Bentley Continental GT Speed: Der neue Rekordhalter
Ein Sportwagen mit einem Gewicht von 2,3 Tonnen? Das ist ungefähr so, als würde ein Sumo-Ringer plötzlich zum 100-Meter-Sprint antreten. Bei Olympia wäre das allenfalls eine Lachnummer. Doch auf der Straße wird den Platzhirschen von Lamborghini oder Ferrari das Lachen bald vergehen, wenn sich ab November im Rückspiegel der neue Bentley Continental GT Speed breit macht. Denn dieses Auto ist ein echter Renner, und austrainiert bis in die Spitzen: Ein sechs Liter großer Zwölfzylindermotor mit 625 PS Leistung und 800 Nm Drehmoment lässt das enorme Gewicht vergessen und den Luxusliner davon stürmen wie einen Leichtathleten nach einem Anabolika-Cocktail. Nicht umsonst ist er mit 330 km/h das schnellste Serienmodell in der Bentley-Geschichte.
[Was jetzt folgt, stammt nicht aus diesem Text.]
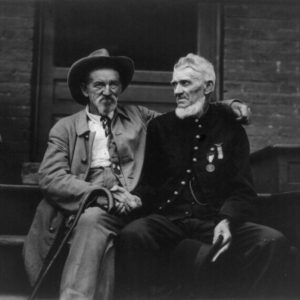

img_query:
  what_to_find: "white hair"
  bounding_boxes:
[174,53,216,85]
Schon der normale Continental GT ist keine Spaßbremse. Aber mit zusätzlich 50 PS und 100 Nm bieten die Briten solventen Gentleman-Racern eine Kombination aus Luxuslimousine mit fast schon barocker Opulenz und Supersportwagen mit Rennstreckensehnsucht, die ziemlich einzigartig ist: Lange Autobahnetappen mit Reisegeschwindigkeiten weit jenseits von 200 km/h nimmt man mit diesem Gran Turismo locker und entspannt auf sich – und kurvigen Landstraßen sieht man mit einem Lächeln entgegen.
Natürlich lässt sich die Physik nicht vollends überlisten. Aber ein hecklastig ausgelegter Allradantrieb, ein tiefer gelegtes Fahrwerk mit Dämpfern, die ihre Leistung in wenigen Sekundenbruchteilen den Gegebenheiten anpassen, Bremsen, bissig wie der Hund von Baskerville und natürlich 625 PS sowie dem zweier Turbos tun ihr Bestes, um das Gesetz von der Trägheit der Masse auszuhebeln. Und das machen sie richtig gut: Nicht wie ein Luxusdampfer in schwerer See, sondern sauber und präzise wie eine Rennyacht beim Admirals Cup schneidet der Bentley durch die Kurven und wirft sich wacker der Fliehkraft entgegen. Klar quietschen dabei mal die fetten Reifen auf den imposanten 21-Zoll-Rädern, und das vornehme Grummeln des Zwölfzylinders weicht im Sportmodus einem wütenden Grollen. Dennoch wirkt der Continental GT Speed beim Ritt durchs Hinterland so distinguiert und kultiviert wie James Bond, der selbst im übelsten Getümmel noch Smoking trägt.
So viel Spaß die Landpartie mit dem Luxusliner auch macht, nichts geht über den Kick beim Kickdown auf einer langen Geraden: Schneller als ein Jumbojet beim Start wirft der Bentley dann seine ganze Masse nach vorn und hat schon nach 4,2 Sekunden Tempo 100 erreicht. Nach neun Sekunden steht die Tachonadel bei 160 und danach geht der Vortrieb immer weiter. Das erfordert erhöhte Aufmerksamkeit im Cockpit – gerade weil das Auto die Schnelligkeit beinahe mühelos aus dem Motorraum schüttelt. Erst jenseits von 300 km/h bewegt sich die Tachonadel wieder so langsam, dass das Auge folgen kann. 310, 315, 320, 330 km/h – wer lang genug die Nerven behält, fährt in diesem Auto selbst Supersportwagen wie dem Ferrari F12 oder dem neuen Aston Martin Vanquish davon. Und wem das an Adrenalin noch nicht reicht, der sollte bei sehr hoher Geschwindigkeit einmal beherzt auf die Bremse treten. Die packt nämlich so fest zu, dass man Mühe hat, nicht gegen die Frontscheibe zu prallen. Es ist der nackte Wahnsinn, wie der Biss in die riesigen Keramikscheiben die Fuhre zum Stehen bringt.
Man kann derartige Erfahrungen auch in einem Mercedes CL 65 AMG oder einem Audi S8 machen, doch für Bentley ist der GT Speed nicht nur eine sportliche Sonderserie. „Beim Vorgänger kam diese Variante auf einen Verkaufsanteil von 50 Prozent. Da kann man kaum mehr von einem Nischenmodell sprechen“, sagt der neue Bentley-Chef Wolfgang Schreiber, und hofft, dass es auch künftig so kommen wird. Nicht nur, weil Bentley mittlerweile der größte Zwölfzylinderhersteller der Welt ist und das auch in Zeiten des Downsizings bleiben möchte. Sondern auch, weil er an jedem Continental GT Speed noch einmal 20.000 Euro mehr verdient als am normalen Modell. Denn der Speed ist nicht nur der schnellste Bentley aller Zeiten, sondern mit 204.561 Euro auch der teuerste Continental in der Geschichte. Aber dafür gibt es ja schließlich auch zwei Autos in einem.